高齢出産はリスクに注目しがちですが、逆に良かった点はありますか?
- Hさん
- 本当にすごい楽しい時期に、自分のためだけにお金と時間を使えたことかな
- Yさん
- 旅行とか制限されずに楽しむことができる。子どもができてから韓国に行けていない、、w
- Hさん
- 若くして結婚して子どももできていいなと当時は思っていたけれど、でも実際、じゃあ自分がって振り返った時に、今がベストだったんだなって思った!

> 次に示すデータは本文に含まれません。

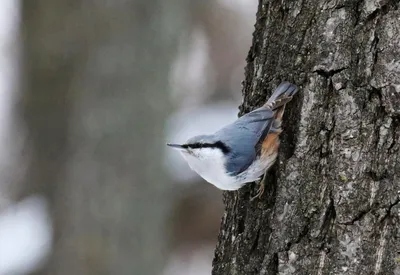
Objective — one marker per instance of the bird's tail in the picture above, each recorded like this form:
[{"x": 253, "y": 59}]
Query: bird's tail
[
  {"x": 277, "y": 102},
  {"x": 282, "y": 95}
]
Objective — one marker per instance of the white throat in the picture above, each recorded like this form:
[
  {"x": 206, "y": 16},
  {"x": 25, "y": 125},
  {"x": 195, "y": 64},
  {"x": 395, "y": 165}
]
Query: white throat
[{"x": 209, "y": 163}]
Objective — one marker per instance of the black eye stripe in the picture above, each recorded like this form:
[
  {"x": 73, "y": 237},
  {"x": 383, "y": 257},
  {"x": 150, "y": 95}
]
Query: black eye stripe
[{"x": 219, "y": 144}]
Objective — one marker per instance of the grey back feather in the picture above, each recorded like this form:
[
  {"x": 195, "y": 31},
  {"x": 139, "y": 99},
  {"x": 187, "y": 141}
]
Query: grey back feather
[{"x": 242, "y": 137}]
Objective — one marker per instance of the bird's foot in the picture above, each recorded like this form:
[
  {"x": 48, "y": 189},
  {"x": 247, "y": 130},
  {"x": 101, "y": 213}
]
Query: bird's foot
[{"x": 260, "y": 191}]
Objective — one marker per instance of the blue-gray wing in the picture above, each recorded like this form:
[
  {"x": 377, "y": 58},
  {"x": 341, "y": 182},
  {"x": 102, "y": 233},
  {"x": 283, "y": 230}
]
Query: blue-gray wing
[{"x": 245, "y": 137}]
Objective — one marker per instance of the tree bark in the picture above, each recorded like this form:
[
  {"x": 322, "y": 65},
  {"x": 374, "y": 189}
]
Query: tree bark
[{"x": 332, "y": 201}]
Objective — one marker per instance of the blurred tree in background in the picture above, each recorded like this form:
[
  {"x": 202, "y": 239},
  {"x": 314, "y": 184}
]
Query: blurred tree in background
[{"x": 95, "y": 75}]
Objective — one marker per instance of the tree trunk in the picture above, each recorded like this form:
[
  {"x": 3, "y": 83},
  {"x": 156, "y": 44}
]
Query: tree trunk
[
  {"x": 332, "y": 202},
  {"x": 94, "y": 101}
]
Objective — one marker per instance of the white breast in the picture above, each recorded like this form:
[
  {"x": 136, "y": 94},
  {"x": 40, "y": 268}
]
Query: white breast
[{"x": 211, "y": 167}]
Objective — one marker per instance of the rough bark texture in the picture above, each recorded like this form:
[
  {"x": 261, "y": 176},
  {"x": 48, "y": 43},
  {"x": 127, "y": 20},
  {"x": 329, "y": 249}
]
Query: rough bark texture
[{"x": 332, "y": 203}]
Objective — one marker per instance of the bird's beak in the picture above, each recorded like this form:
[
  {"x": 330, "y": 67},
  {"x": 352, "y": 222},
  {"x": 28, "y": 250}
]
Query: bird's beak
[{"x": 175, "y": 146}]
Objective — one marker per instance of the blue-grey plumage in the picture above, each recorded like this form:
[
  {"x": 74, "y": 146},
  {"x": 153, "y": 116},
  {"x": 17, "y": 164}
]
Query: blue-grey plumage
[{"x": 242, "y": 151}]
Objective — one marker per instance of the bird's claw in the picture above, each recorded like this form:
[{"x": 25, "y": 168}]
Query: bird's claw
[{"x": 260, "y": 191}]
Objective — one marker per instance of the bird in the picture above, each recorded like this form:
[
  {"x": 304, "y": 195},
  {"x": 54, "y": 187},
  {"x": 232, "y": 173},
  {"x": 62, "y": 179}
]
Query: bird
[{"x": 243, "y": 151}]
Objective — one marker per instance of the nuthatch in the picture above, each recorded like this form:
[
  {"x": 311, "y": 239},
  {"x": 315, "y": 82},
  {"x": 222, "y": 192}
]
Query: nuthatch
[{"x": 243, "y": 151}]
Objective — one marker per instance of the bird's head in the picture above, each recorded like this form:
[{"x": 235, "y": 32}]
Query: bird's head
[{"x": 202, "y": 147}]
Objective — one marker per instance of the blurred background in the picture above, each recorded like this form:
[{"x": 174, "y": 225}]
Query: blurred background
[{"x": 90, "y": 92}]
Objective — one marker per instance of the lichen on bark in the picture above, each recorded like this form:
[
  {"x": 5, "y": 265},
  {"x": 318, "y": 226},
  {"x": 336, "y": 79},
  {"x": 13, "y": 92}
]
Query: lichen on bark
[{"x": 332, "y": 204}]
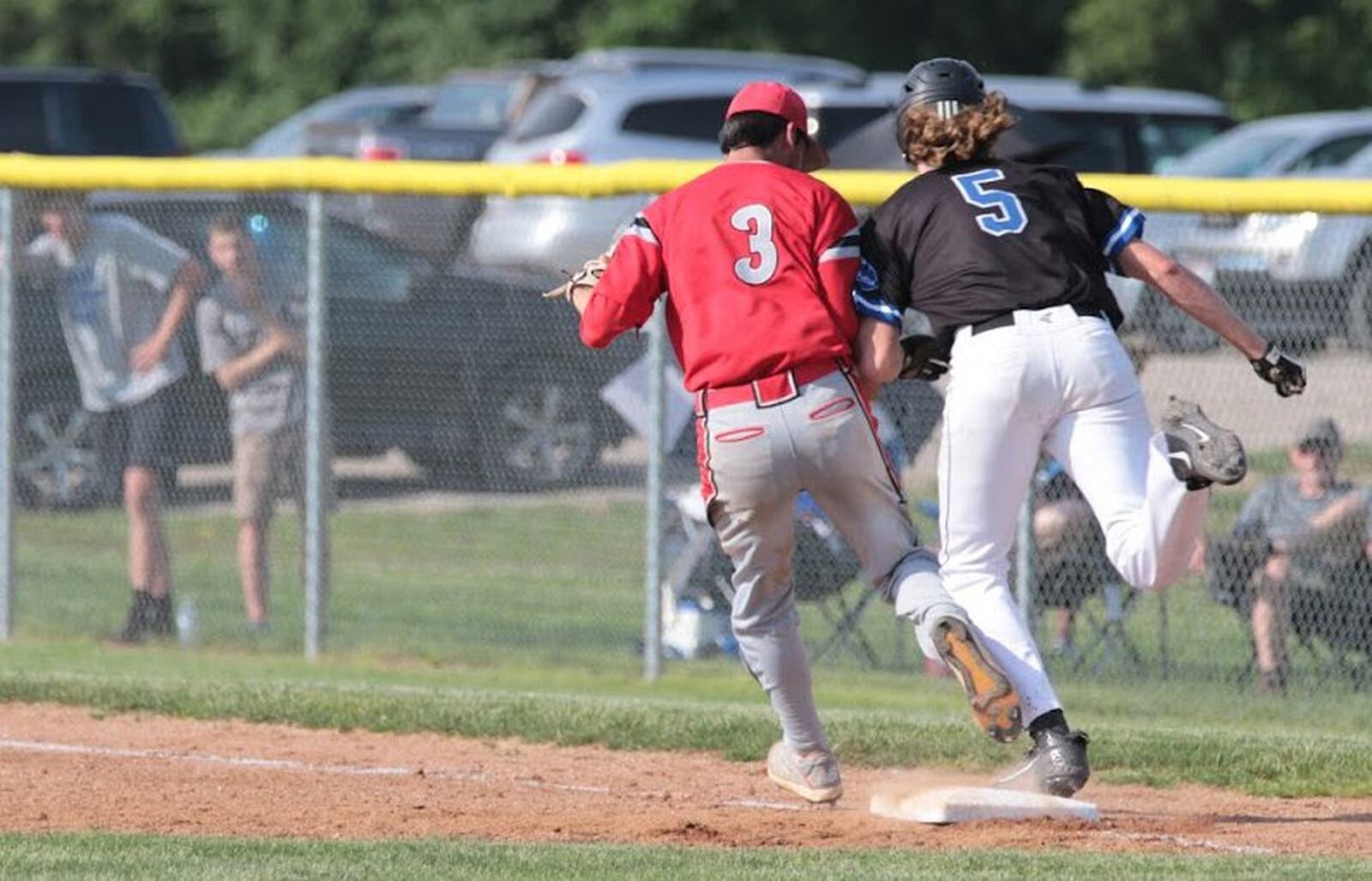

この記事を読んでいる人に、アドバイスをお願いします!
- Hさん・Yさん
- 子どもがほしいと思っているならば絶対に早い方がいい!早いに越した事はない!
- Yさん
-
将来的に子どもを望んでいるのであれば、パートナーに結婚願望はあるのか、子どもが欲しいかどうかちゃんと確認した方がいい!!
高齢出産になると妊娠がしにくくなるから、自然妊娠したい人は、自分の状態を知るためにまずはブライダルチェックに行くのがおすすめ。排卵がいつとか検査ですぐわかるから手っ取り早い。
- Hさん・Yさん
- 男性もね!!
- Hさん
- 半分は男性が原因ですからね!
-
男性
社員 - そうですよね、、とても勉強になります!!
高齢出産にむけての準備や気をつけること
出産は、母体にとっても大きな負担がかかり、命に関わる行為です。若い人と比べて高齢出産は、全てにおいて様々なリスクが高くなります。
リスクを「ゼロ」にすることはできませんが、リスクを抑えることはできます。
そのためにもしっかりと高齢出産の準備が必要です。
自分自身の生活習慣を見直す
睡眠や食事の時間が不規則など生活のリズムが乱れていると疲れがたまりやすかったり、体調を崩す頻度が増えるだけでなく、女性ホルモンが乱れて妊娠しにくい原因にもなるため、規則正しい生活を送ることが大切です。
食生活を見直す
高齢出産には、リスクが伴うため慎重な栄養管理が必要です。
以下は特に意識して摂取したい栄養素です。高齢出産を考えている方はチェックしましょう!
- ・妊娠高血圧症候群のリスクが高いため、塩分の摂取量に注意する
- ・妊娠糖尿病のリスクが高いため、糖質の摂取量に注意する
- ・便秘になりやすいため、食物繊維を積極的に摂取する
- ・厚生労働省が推奨している葉酸、鉄分、カルシウムなどの栄養素を積極的に摂取する
また、若い頃に比べて、代謝が落ちて消費エネルギーが少なくなっているため太りやすくなります。そのため、妊娠前からBMIが25以上の「肥満」である女性の場合、普通体重だった女性と比べて妊娠高血圧症候群、妊娠糖尿病の発症リスクのほか、巨大児や死産になるリスクが高くなります。
逆に、妊娠前からBMIが18.5以下の痩せすぎている女性の場合、早産や胎児発育不全などのリスクが高くなります。
自身のBMI値を計算し、標準体重に近づくように食生活を見直しましょう。日本肥満学会によると、BMIが22の体重が適正体重(標準体重)とされ、統計的に最も病気になりにくいとされています。
身長
cm
体重
kg
適度な運動を心がける
出産には、時間がかかるため、体力が必要となります。若い人より体力が低下しているので、産後の回復が遅れ、子宮や体の回復が思わしくありません。日常生活の中で運動を習慣にすることが重要です。
しかし、今まで運動をしていなかった人がいきなり激しいスポーツをすることは怪我につながったり、続かない原因になります。まずは無理せず続けられるように自宅で5分間体を動かす、たくさん歩いてショッピングを楽しむなど出来る範囲から始めることをオススメします。